La poursuite était représentée par MMarc Cigana et MSamuel Monfette-Tessier, du Service des poursuites pénales du Canada. La défense était assurée par MAndrew Barbacki et MJordan Trevick.

Manque de compréhension des règles

Wanping Zheng n’a pas voulu s’adresser aux médias après la lecture du jugement. MBarbacki a dit que toute cette saga avait été très difficile pour lui.

Il manquait ce qu’on appelle un esprit coupable. M. Zheng a peut-être agi comme un mauvais employé, mais il n’a rien fait de criminel. Le juge a remarqué aussi qu’il manquait un peu de compréhension des règles de conflit d’intérêts.

MAndrew Barbacki, avocat de Wanping Zheng

« Il n’a rien fait pour la Chine, il travaillait pour une compagnie privée et il n’aurait pas dû le faire », a résumé MBarbacki, tout en remerciant les procureurs de la Couronne pour leur travail très efficace et leur professionnalisme.

« Nous allons étudier le jugement et évaluer nos options. Évidemment, un appel sera étudié », a déclaré le procureur de la Couronne Marc Cigana.

L’an dernier, la firme Spacety a été frappée de sanctions par le gouvernement américain, qui prétend qu’elle a fourni des services d’imagerie satellite au bénéfice des mercenaires du groupe Wagner, dans le cadre de l’invasion de l’Ukraine.
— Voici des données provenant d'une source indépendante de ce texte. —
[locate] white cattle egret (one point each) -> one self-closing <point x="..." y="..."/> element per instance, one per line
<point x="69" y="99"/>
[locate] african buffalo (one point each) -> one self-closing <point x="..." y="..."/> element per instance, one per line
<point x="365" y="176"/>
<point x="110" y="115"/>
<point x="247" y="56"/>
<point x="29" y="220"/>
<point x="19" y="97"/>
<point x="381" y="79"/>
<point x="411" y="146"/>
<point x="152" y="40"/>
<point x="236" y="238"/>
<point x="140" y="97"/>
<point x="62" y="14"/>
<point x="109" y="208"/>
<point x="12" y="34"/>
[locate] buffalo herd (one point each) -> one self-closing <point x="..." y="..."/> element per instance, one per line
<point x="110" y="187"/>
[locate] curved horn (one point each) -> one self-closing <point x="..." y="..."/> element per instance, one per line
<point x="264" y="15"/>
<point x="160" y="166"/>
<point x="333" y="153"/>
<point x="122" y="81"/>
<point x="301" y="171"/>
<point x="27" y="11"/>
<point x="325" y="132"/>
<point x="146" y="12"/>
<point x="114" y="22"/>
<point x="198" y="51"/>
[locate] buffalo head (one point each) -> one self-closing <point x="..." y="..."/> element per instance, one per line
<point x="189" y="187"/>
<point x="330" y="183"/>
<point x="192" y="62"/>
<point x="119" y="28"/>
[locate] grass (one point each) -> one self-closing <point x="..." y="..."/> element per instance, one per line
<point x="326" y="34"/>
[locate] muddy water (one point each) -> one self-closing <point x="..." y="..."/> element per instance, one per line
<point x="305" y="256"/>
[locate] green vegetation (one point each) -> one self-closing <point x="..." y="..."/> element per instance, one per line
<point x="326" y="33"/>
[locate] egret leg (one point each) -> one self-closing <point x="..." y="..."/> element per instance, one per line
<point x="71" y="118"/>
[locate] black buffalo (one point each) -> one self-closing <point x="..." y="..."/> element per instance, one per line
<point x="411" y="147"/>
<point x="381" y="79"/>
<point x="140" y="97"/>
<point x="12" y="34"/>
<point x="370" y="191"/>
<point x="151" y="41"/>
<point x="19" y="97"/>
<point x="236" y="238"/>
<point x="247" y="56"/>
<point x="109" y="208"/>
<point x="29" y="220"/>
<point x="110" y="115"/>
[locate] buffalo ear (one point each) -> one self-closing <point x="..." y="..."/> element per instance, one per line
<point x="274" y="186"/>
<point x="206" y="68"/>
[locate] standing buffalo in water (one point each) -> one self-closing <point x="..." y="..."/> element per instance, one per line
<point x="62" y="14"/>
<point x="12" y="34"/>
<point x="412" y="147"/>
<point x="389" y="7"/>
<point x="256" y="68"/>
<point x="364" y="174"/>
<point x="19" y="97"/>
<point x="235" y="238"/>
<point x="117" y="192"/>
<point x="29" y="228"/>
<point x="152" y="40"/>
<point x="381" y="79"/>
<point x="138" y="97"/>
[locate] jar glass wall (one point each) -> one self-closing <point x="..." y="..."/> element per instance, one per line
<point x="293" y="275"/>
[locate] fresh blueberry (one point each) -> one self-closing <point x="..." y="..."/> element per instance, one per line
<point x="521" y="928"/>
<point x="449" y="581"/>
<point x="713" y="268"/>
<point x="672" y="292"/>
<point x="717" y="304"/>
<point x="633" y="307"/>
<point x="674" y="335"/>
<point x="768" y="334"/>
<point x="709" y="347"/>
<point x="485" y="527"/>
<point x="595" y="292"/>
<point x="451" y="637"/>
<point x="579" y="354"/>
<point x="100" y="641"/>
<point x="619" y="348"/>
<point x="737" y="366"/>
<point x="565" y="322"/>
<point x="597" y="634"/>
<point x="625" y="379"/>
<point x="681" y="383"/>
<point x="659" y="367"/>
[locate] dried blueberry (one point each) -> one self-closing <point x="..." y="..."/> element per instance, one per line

L’entreprise a démenti ces allégations.

L’histoire jusqu’ici

Septembre 2015 : Les services de renseignement canadiens avertissent la direction de l’Agence spatiale qu’ils sont inquiets du « niveau de fiabilité » de Wanping Zheng, sans révéler la cause de leur inquiétude.

Décembre 2018 : L’Agence déclenche une enquête interne sur son employé, qui se met en congé de maladie.

Décembre 2021 : La Gendarmerie royale du Canada arrête M. Zheng. Il est accusé d’abus de confiance.

Septembre 2023 : Le procès de M. Zheng a lieu, et un enregistrement de son interrogatoire par la police est déposé en preuve. « Je suis loyal envers le Canada », l’entend-on dire.